When talking about quantitative trading, there are a large number of indicators and operators we can use as a buy/sell rule. But apart from deciding what indicator to follow, the most important part is in setting the correct parameters. So, one method we can use to find adequate parameters without spending too much time in the simulation of a lot of combinations would be using a genetic algorithm.

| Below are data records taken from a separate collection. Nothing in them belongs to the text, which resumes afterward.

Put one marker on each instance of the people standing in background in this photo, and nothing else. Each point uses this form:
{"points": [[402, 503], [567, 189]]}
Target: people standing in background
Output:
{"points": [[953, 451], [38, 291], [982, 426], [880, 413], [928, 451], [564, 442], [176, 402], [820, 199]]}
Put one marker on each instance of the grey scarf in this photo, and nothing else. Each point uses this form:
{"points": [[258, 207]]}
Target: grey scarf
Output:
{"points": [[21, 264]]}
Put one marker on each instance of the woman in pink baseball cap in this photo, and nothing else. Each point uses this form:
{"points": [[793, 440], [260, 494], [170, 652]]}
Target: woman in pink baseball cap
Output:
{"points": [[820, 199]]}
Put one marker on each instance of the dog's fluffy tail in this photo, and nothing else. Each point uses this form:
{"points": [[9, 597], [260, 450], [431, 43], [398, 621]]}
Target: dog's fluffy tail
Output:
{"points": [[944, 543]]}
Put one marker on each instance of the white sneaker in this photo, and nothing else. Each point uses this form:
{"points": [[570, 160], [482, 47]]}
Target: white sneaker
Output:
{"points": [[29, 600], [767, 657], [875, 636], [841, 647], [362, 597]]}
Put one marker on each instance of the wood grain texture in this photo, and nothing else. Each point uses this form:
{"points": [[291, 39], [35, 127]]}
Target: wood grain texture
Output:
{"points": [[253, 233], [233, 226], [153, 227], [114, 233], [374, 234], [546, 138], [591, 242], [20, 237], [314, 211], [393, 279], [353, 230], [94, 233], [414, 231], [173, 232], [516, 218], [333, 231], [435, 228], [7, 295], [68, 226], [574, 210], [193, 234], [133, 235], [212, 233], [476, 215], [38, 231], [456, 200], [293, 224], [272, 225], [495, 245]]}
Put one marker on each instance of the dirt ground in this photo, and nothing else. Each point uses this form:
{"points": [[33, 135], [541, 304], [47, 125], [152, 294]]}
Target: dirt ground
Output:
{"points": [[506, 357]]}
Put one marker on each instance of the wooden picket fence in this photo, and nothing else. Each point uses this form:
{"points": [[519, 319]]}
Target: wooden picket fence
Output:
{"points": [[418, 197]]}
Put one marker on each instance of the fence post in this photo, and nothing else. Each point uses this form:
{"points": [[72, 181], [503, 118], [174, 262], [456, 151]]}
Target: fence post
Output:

A genetic algorithm is an optimisation method inspired by the evolution of species and natural selection. Although it does not strictly belong to the Machine Learning field, it can be a good base to build a ML algorithm upon (as we will mention below).
The process would be the following:
- Initialisation: the algorithm starts with an initial population, which may be generated totally randomly. Every possible solution, (i.e. every element in that population), is called a chromosome.
- Iterative process:
- Crossover: those chromosomes are combined, creating a new population – the offspring. Every chromosome in this new generation is formed by mixing pieces – genes by biological analogy – of their ‘ancestors’.
- Mutation: usually, a mutation factor is also introduced, to allow some variation in the genes apart from the combination of the already existing characteristics.
- Evaluation: last, we have to calculate the fitness value of every new individual.
The idea in the crossover process is to create a generation bigger than the first, because only the best qualified individuals would survive. That means we will select the chromosomes that achieve the best results to be the parents for the following ones.
- Stop Conditions: we can use two or three different criteria to stop the iteration process:
- Reaching a fixed number of generations.
- Getting a satisfactory fitness level.
- Convergence of the algorithm.
I’m a particular fan of the first and third criteria (I would only use the second when execution time is essential).
Implementing a genetic algorithm is in fact an easy task; the most challenging part is how to transform our problem into chromosomes. We need mutable variables that we can transform easily and that do not require a huge amount of memory, so the algorithm can be efficient.
The following code is an example of a simple implementation of a genetic algorithm using Python syntax, where:
max_iter: is the maximum number of iterations allowed before the algorithm stops.
n_repeats: is the maximum number of iterations allowed whose best fitness is worse than the overall best fitness achieved in general during all the process. This is an easy way to control the convergence of the method. If we don’t use this, we can spend time executing the code when the algorithm is already stagnant in local optima.
N: is the number of individuals selected in every iteration to become the parents of the following generation.
i=0 fitness = 0 counter = 0 while i < max_iter: if counter > n_repeats: STOP Y = [ ] fit = [ ] pairs = randompairsfrom (X) for j in pairs: y = crossover ( j ) y = randommutation ( y ) Y. append (y) fit.append (fitness(y)) Y, fit = ordermaxtomin (Y, fit ) bestfitness = fit[ 0 ] if bestfitness < fitness: counter = counter+1 else: counter = 0 X = Y [0: N] i=i+1 fitness = bestfitness
It’s also important to take into account that, as mentioned above, as GA are an optimisation method, it is easy to get a local optimum of the problem. When that occurs, it’s really difficult to evolve and find another optimums. One thing we could do to force the algorithm to ‘jump’ out of local optima is change the selection process.
When the algorithm is ‘working well’, we make the selection of the better solutions from the set formed by the last generation and the new one. If we find that the algorithm is ‘working badly’ -some iterations occur but the best fitness is not getting better – we force the jump by using the brand new set of chromosomes (the last offspring) without also selecting the best solutions from the last iteration. Of course, the best fitness will become worse than the last one, but as we are changing the parents, the method will find a different set of solutions (we hope better than the others!).
So, you already know how to program a genetic algorithm (well done!).
The next step is deciding how to transform parameters of an indicator into chromosomes. If we can decide a general way to do that, then we will be able to use the same genetic algorithm to optimise the parameters of several different indicators.
I’m really sorry, but you’ll have to wait for the next post to find an example of the implementation, and what type of results we can get using real price series.
If you can’t wait and want to try by yourself, here’s a starting point for you:
What are the advantages and disadvantages of using a genetic algorithm to find the optimal parameters of an indicator for a concrete time series?
The virtues of using a GA should be finding good parameters to our trading models without spending too much time. The disadvantages are clear: the greatest risk of using an optimisation method is overfitting. We have already covered some techniques to mitigate overfitting by adding a regularisation term in a previous post.
Another option would be, make an adaptive algorithm. Thus, answering the question: what if we design an algorithm capable of detecting when its parameters are no longer getting good results, and then look for others that suit our constraints?